I particularly liked these:
"With an N, if you say there is a problem, you ARE the problem."
Oh yeah!! Amen!! Put it on a bumper sticker.
"And it occurred to me that we have been carefully trained to walk on eggshells and we do it so well. "
Oh yes!!
However, regarding this thought:
"We want them to change. We ask them to change. We need them to change if they are to stay in relationship with us."
Yes, we do want them to change, but, if I have learned ANYTHING in this N recovery odessey, it's this: You can't change anyone except yourself. Wanting another person to change is a false flag. We can't change others, we can only change ourselves, so wanting another to change is a fantasy.
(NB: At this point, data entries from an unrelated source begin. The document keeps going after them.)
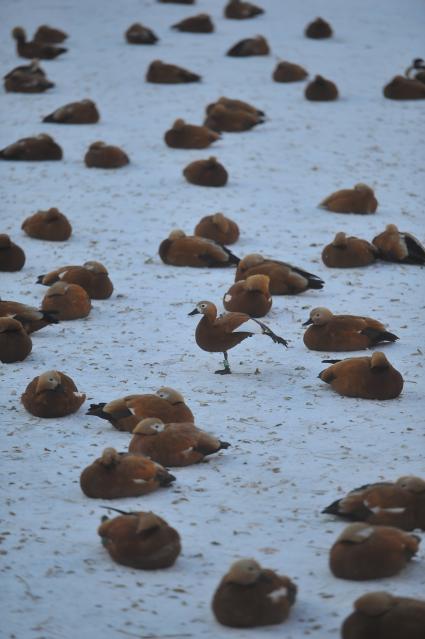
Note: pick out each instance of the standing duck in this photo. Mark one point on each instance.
(284, 278)
(116, 475)
(52, 394)
(50, 225)
(92, 277)
(249, 596)
(125, 413)
(250, 296)
(140, 540)
(348, 252)
(173, 444)
(397, 246)
(219, 334)
(329, 332)
(400, 504)
(12, 257)
(380, 615)
(367, 377)
(83, 112)
(35, 149)
(360, 199)
(180, 249)
(363, 552)
(35, 49)
(15, 343)
(217, 227)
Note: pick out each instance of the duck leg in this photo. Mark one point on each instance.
(226, 370)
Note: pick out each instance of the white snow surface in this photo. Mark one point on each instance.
(296, 445)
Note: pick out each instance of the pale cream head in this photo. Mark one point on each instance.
(169, 394)
(48, 381)
(243, 572)
(149, 426)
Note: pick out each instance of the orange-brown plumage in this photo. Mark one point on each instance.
(250, 596)
(397, 246)
(82, 112)
(321, 90)
(173, 444)
(250, 47)
(189, 136)
(367, 377)
(161, 73)
(329, 332)
(92, 277)
(217, 227)
(400, 504)
(284, 278)
(182, 250)
(348, 252)
(12, 257)
(15, 343)
(289, 72)
(360, 199)
(34, 149)
(68, 301)
(105, 156)
(200, 23)
(51, 225)
(380, 615)
(125, 413)
(52, 394)
(114, 475)
(140, 540)
(206, 173)
(250, 296)
(363, 552)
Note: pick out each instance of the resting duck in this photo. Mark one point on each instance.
(329, 332)
(92, 277)
(348, 252)
(173, 444)
(400, 504)
(284, 278)
(115, 475)
(52, 394)
(206, 173)
(35, 49)
(360, 199)
(50, 225)
(12, 257)
(180, 249)
(34, 149)
(219, 334)
(125, 413)
(140, 540)
(367, 377)
(249, 596)
(84, 112)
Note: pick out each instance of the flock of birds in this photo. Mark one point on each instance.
(378, 542)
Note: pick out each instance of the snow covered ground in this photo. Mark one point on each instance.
(296, 445)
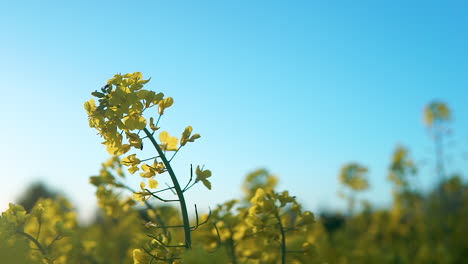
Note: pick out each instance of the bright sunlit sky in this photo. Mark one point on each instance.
(297, 87)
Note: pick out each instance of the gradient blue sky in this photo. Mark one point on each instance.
(297, 87)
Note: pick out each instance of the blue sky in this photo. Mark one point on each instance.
(297, 87)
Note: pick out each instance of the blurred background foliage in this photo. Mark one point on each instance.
(418, 227)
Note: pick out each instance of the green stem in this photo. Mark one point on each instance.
(283, 239)
(180, 194)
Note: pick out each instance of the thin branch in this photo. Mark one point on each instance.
(162, 243)
(149, 158)
(171, 188)
(161, 199)
(173, 155)
(190, 180)
(175, 182)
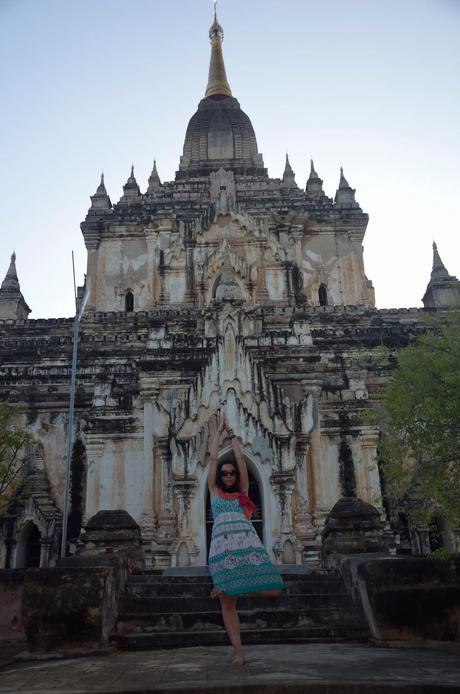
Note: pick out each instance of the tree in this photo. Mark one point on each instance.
(13, 440)
(420, 421)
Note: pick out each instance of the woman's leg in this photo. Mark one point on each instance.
(275, 593)
(232, 626)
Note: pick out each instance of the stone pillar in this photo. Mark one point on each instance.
(261, 286)
(45, 552)
(322, 470)
(289, 284)
(371, 492)
(94, 449)
(166, 534)
(153, 284)
(189, 264)
(92, 239)
(302, 515)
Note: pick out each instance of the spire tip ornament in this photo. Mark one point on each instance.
(217, 80)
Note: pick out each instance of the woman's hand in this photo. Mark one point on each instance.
(223, 425)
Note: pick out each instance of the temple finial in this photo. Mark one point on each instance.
(314, 187)
(217, 79)
(345, 195)
(437, 262)
(288, 175)
(12, 303)
(154, 180)
(101, 190)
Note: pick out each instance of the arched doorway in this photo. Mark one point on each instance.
(257, 518)
(28, 549)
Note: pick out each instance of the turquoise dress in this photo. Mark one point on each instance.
(238, 561)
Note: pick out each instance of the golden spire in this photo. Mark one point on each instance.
(217, 80)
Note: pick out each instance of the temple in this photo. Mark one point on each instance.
(224, 288)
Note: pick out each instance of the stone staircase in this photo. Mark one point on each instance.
(173, 611)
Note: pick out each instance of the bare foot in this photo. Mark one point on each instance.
(239, 659)
(216, 592)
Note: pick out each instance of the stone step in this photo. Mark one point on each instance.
(203, 588)
(151, 577)
(138, 604)
(198, 590)
(218, 637)
(273, 618)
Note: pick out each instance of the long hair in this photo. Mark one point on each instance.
(236, 486)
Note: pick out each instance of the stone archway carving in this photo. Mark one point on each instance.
(266, 503)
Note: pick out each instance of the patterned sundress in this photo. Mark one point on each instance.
(238, 561)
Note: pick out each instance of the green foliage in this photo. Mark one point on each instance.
(420, 419)
(13, 440)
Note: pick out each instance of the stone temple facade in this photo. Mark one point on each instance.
(224, 288)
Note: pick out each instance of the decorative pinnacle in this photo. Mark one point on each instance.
(11, 277)
(217, 80)
(101, 190)
(343, 181)
(439, 269)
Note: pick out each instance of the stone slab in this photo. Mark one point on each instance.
(311, 669)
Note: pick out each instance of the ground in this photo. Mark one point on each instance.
(306, 668)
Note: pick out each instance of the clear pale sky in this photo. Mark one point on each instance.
(88, 85)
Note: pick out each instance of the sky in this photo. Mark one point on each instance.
(92, 85)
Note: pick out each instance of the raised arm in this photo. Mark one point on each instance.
(240, 461)
(214, 455)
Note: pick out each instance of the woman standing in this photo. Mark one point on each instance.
(238, 562)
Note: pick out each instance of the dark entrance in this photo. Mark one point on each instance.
(257, 519)
(29, 547)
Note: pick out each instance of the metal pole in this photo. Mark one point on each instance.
(73, 380)
(74, 284)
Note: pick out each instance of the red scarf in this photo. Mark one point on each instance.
(245, 502)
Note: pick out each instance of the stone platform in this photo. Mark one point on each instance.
(293, 668)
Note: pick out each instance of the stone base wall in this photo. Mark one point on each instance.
(413, 599)
(11, 589)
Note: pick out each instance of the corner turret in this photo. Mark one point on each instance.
(345, 195)
(443, 290)
(154, 180)
(289, 175)
(314, 187)
(100, 201)
(131, 190)
(12, 303)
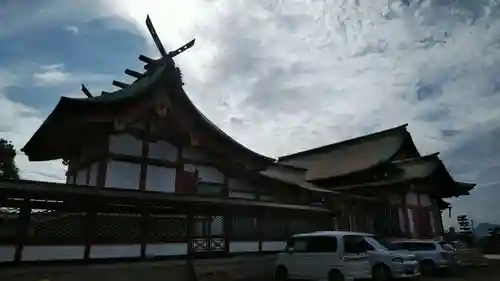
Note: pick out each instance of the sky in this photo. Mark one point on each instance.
(279, 76)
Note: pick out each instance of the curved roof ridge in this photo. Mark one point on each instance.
(425, 157)
(337, 145)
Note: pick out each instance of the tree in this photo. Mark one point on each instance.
(8, 168)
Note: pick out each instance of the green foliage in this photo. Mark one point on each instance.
(8, 168)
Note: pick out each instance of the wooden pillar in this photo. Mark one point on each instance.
(22, 228)
(103, 163)
(90, 222)
(144, 222)
(145, 154)
(189, 235)
(228, 227)
(406, 216)
(260, 225)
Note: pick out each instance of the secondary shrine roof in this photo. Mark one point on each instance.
(426, 167)
(349, 156)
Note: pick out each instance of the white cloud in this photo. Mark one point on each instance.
(308, 73)
(72, 29)
(281, 76)
(55, 75)
(17, 123)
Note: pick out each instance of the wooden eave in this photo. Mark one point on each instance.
(77, 193)
(340, 145)
(71, 114)
(342, 159)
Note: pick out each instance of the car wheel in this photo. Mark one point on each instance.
(381, 272)
(427, 267)
(335, 275)
(280, 274)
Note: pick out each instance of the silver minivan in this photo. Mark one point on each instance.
(387, 262)
(324, 255)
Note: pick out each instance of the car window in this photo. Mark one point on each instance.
(298, 244)
(354, 244)
(423, 246)
(322, 244)
(400, 246)
(446, 246)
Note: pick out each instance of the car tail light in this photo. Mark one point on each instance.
(446, 255)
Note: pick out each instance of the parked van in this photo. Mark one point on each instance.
(324, 255)
(387, 262)
(431, 254)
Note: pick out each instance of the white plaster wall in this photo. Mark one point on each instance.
(395, 199)
(122, 175)
(125, 144)
(352, 222)
(7, 253)
(160, 179)
(411, 199)
(432, 221)
(264, 197)
(273, 245)
(139, 125)
(41, 253)
(410, 221)
(112, 251)
(193, 154)
(242, 195)
(425, 201)
(81, 177)
(210, 174)
(162, 150)
(166, 249)
(94, 171)
(235, 247)
(401, 217)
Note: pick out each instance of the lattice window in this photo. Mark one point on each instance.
(274, 228)
(166, 227)
(208, 188)
(8, 224)
(244, 228)
(208, 244)
(217, 226)
(386, 221)
(47, 226)
(116, 228)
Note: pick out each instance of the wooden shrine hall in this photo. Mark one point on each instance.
(150, 177)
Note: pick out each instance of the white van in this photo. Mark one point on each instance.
(387, 262)
(324, 255)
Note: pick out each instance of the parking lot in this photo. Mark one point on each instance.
(486, 273)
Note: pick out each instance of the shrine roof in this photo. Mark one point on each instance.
(349, 156)
(48, 142)
(419, 168)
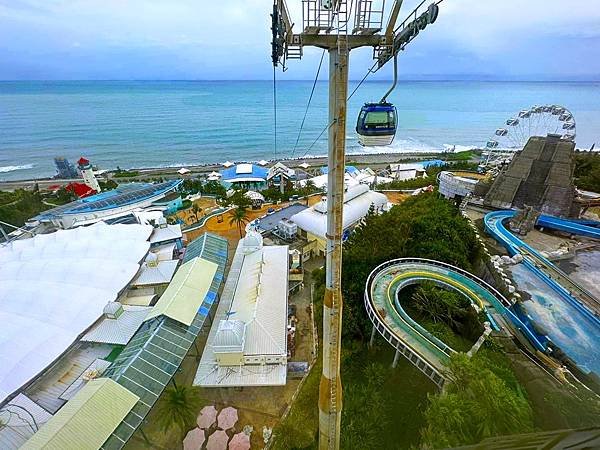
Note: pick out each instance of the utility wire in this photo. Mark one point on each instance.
(275, 112)
(308, 104)
(369, 72)
(318, 137)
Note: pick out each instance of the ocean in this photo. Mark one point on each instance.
(178, 123)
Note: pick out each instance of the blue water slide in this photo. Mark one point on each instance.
(494, 225)
(580, 228)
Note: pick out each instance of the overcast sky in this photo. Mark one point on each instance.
(229, 39)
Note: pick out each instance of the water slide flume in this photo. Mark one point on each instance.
(575, 295)
(410, 339)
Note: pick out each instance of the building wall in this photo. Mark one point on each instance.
(540, 176)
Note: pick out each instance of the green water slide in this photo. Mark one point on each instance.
(389, 318)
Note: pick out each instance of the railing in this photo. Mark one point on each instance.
(501, 304)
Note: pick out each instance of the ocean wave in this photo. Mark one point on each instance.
(4, 169)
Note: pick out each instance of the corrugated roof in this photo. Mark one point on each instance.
(155, 352)
(120, 330)
(87, 420)
(20, 426)
(256, 294)
(168, 233)
(186, 292)
(159, 274)
(58, 284)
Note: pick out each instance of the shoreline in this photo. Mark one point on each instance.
(374, 160)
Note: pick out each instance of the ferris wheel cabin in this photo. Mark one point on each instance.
(376, 124)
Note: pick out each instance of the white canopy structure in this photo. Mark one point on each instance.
(247, 343)
(55, 286)
(357, 202)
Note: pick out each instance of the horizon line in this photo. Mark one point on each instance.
(425, 79)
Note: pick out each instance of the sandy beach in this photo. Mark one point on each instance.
(373, 160)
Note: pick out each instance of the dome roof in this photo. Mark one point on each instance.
(252, 241)
(230, 336)
(113, 309)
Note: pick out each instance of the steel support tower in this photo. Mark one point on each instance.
(325, 25)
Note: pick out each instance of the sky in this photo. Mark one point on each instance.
(230, 40)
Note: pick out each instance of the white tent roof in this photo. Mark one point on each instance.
(253, 195)
(164, 234)
(160, 273)
(320, 181)
(357, 202)
(57, 285)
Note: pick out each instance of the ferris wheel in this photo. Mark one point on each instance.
(516, 131)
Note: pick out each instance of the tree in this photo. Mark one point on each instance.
(179, 407)
(424, 226)
(196, 210)
(239, 198)
(239, 218)
(476, 404)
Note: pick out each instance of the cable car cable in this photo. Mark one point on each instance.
(370, 71)
(274, 112)
(308, 103)
(327, 127)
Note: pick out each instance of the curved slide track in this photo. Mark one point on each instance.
(575, 294)
(410, 339)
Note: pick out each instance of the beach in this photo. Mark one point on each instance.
(170, 124)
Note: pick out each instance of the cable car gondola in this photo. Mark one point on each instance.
(377, 122)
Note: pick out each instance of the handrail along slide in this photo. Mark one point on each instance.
(420, 347)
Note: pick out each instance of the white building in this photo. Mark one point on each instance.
(247, 343)
(54, 287)
(88, 174)
(358, 200)
(405, 171)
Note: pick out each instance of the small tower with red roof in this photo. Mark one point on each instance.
(87, 173)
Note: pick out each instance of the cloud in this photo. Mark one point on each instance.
(229, 39)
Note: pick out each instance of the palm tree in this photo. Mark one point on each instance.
(178, 407)
(196, 210)
(239, 217)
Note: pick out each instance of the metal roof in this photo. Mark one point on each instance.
(255, 294)
(87, 420)
(155, 352)
(187, 290)
(164, 234)
(269, 222)
(122, 195)
(248, 172)
(58, 285)
(212, 248)
(159, 274)
(120, 330)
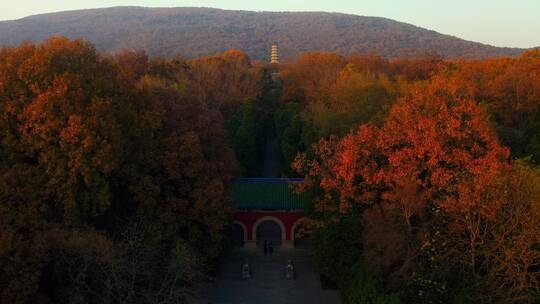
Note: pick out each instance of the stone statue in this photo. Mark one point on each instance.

I think that once we change, then there's 3 possibilities:
1. The other person doesn't change, but, since we've changed ourselves, we see them differently, we have accepted them & the relationship begins to exist on a new & different level. So, we can stay in relationship with them, but it's a different kind of relationship since expectations have changed. We've accepted them as they are, warts & all.
or
2. The other person doesn't change, but, since we've changed ourselves, we realize that we cannot accept them & so the relationship ends.
or
3. Each person changes & we each accept the other. This is rather unlikely with an N.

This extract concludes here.